Stock-Market-Illustration

 

(写真:Bloomberg)

新しい世界的な景気後退の局面に入ったことを投資家が懸念していることから、先週多くの株や指標が大きな打撃を受けた。アップルやアマゾンなど、今年最も「ホット」だった企業は株価急落に苦しみ、安定性の国際的な支えとなっている指標S&P 500でさえも大幅に下落した。

株式・CFDブローカーUFXのDennis de Jong(デニス・デ・ジョン)マネージングディレクターが状況を説明した。「金曜日にクローズしたマーケットで起こったことは、グローバルの金融イベントの多くと連動している。念の為再度説明すると、S&P 500が5.8%も大幅に下落したこととダウの調整は、中国の市場減速と原油価格がここ数か月継続的に低下していることにより引き起こされた結果だ。

投資家やトレーダーの大半がインデックスベースのポジションを売却・クローズし、金などの安全資産やボラティリティの低いユーロ/米ドル通貨ペアに流動資金を再移行させていることがわかった。」

見たところでは、投資家らが金やグローバルの準備通貨に押し寄せている背景には全て、中国から流れてくる悪いニュースに対する懸念があるようだ。金曜日に発表された調査によると、中国製造業は2009年の金融危機以来最大の減速を示した。最近実施された人民元の急激な切り下げにより、そしてもしかすると天津で起こった恐ろしい爆発事故の影響もあり、この世界第2位の経済大国は世界経済を巻き込みながら「クラッシュ」 するかもしれない、とアナリストらは懸念している。

中国の他に最も打撃を受けるであろう市場は、新興市場やコモディティ輸出国、そしてアジア経済などの投資ポートフォリオに直接リンクしている市場だろう。欧州のエクイティマーケットもまた調整局面に入っており、米連邦準備理事会が利上げを実施する可能性もかなり低くなったと見られる(たった数週間前までは意向を示していたのだが)。世界中どこにも安全な市場なんてないことは明らかだが、今投資家に残された課題は、どこへ向かうべきかということだ。

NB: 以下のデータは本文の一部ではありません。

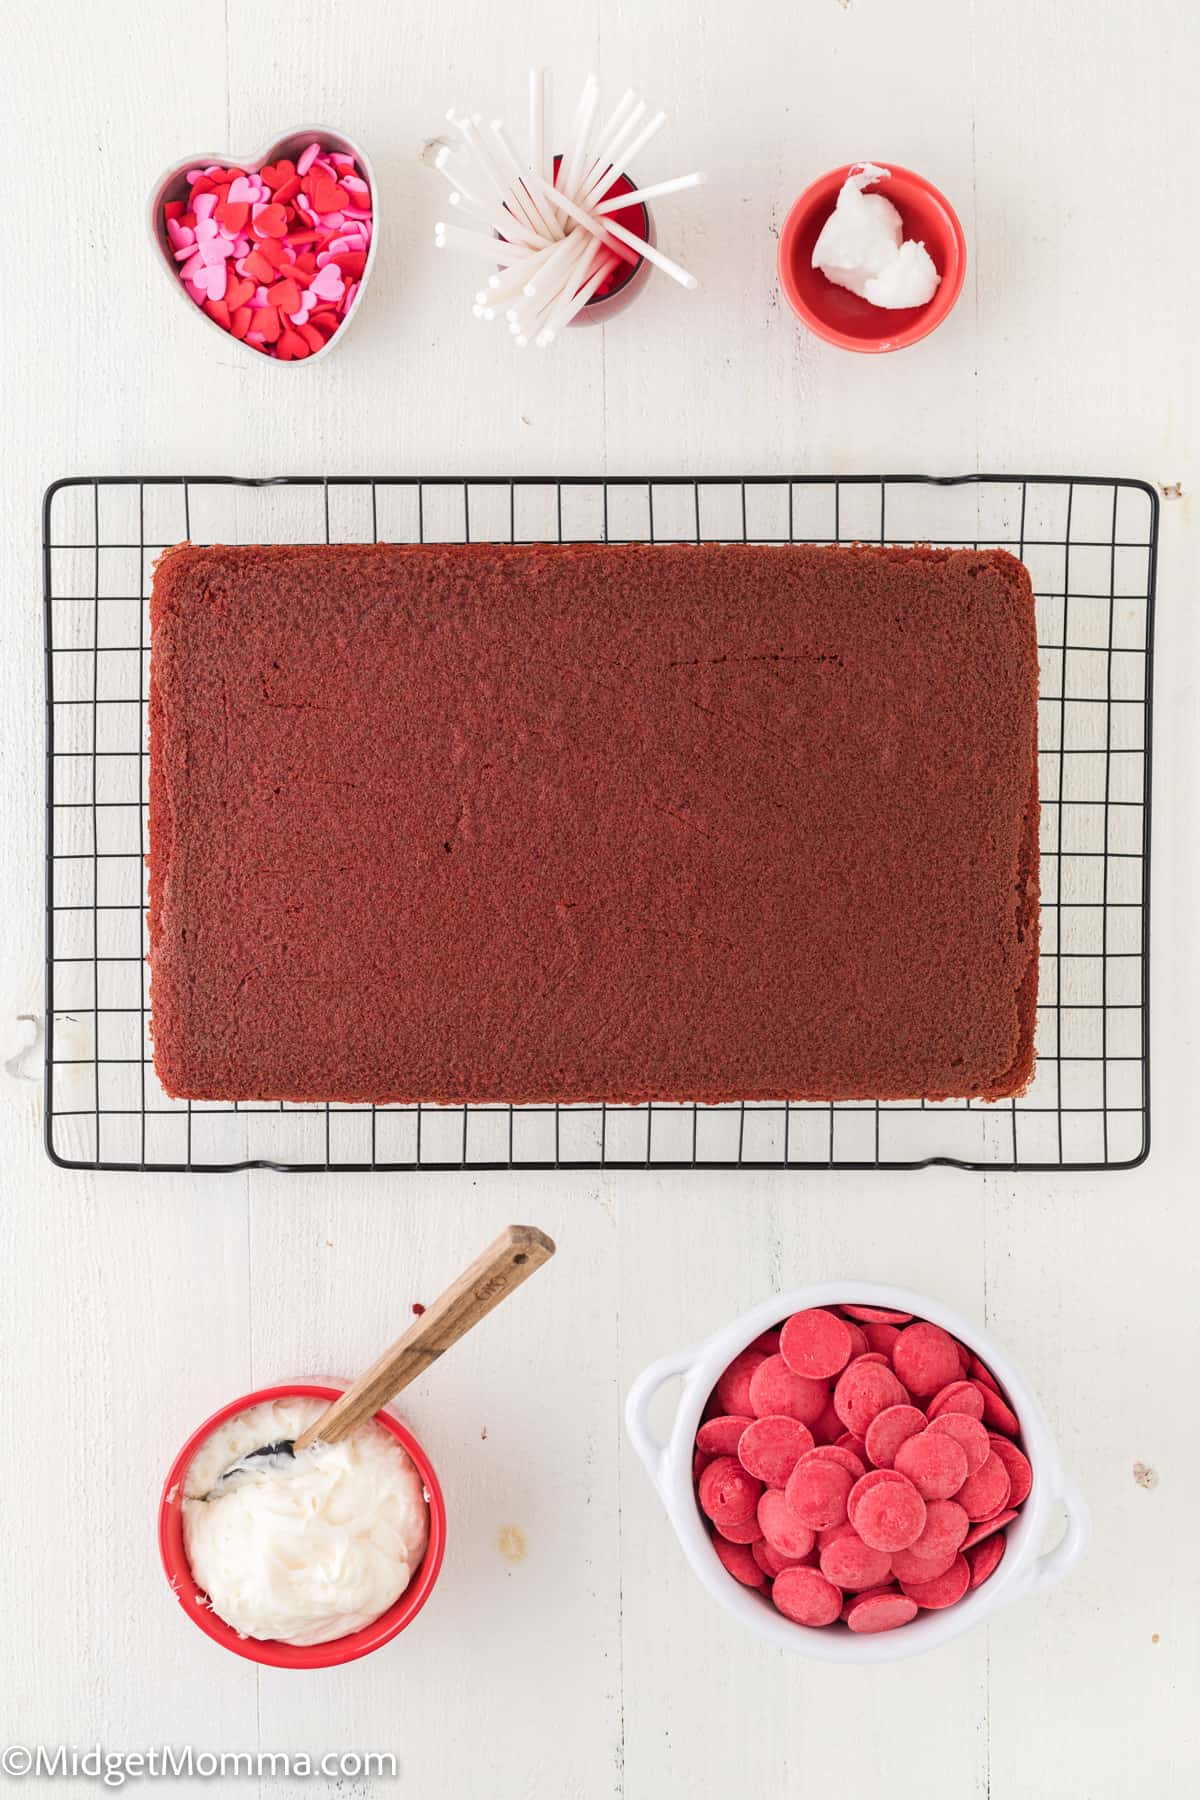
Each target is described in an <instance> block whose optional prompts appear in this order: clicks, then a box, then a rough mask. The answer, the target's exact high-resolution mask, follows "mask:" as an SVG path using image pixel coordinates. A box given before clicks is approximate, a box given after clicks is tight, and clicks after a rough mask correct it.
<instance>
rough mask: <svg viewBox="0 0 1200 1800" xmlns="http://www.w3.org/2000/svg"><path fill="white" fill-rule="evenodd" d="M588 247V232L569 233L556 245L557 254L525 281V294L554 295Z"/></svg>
mask: <svg viewBox="0 0 1200 1800" xmlns="http://www.w3.org/2000/svg"><path fill="white" fill-rule="evenodd" d="M585 245H587V232H578V230H572V232H567V236H565V238H563V239H560V243H558V245H556V254H554V256H549V257H547V259H545V263H542V266H540V268H536V270H534V272H533V274H531V275H529V277H527V281H525V290H524V292H525V293H529V295H533V293H540V295H547V293H552V292H554V290H556V288H558V284H560V283H561V279H563V275H565V274H567V270H569V268H570V266H572V263H574V261H576V257H578V256H579V254H581V252H583V248H585Z"/></svg>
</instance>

「グローバルの市場動向全体を見回してみると、なぜ先週世界最大の指標のいくつかが下落(市場価格で1390億ドル相当)したのかがわかったが、その理由を記載したリストはかなり長いものだ。理由のほんの一部としては、イノベーションの減速、四半期報告書の内容に対する失望、マーケットシェアの下落などがあり、今回なぜ・何が起こったのかを説明している。

もしこのような重大な市場変動に備えた対策をとっておられない場合は、金や主要通貨ペアなどのボラティリティの低い資産にフォーカスすることを強くお勧めする。」とデ・ジョン氏は語った。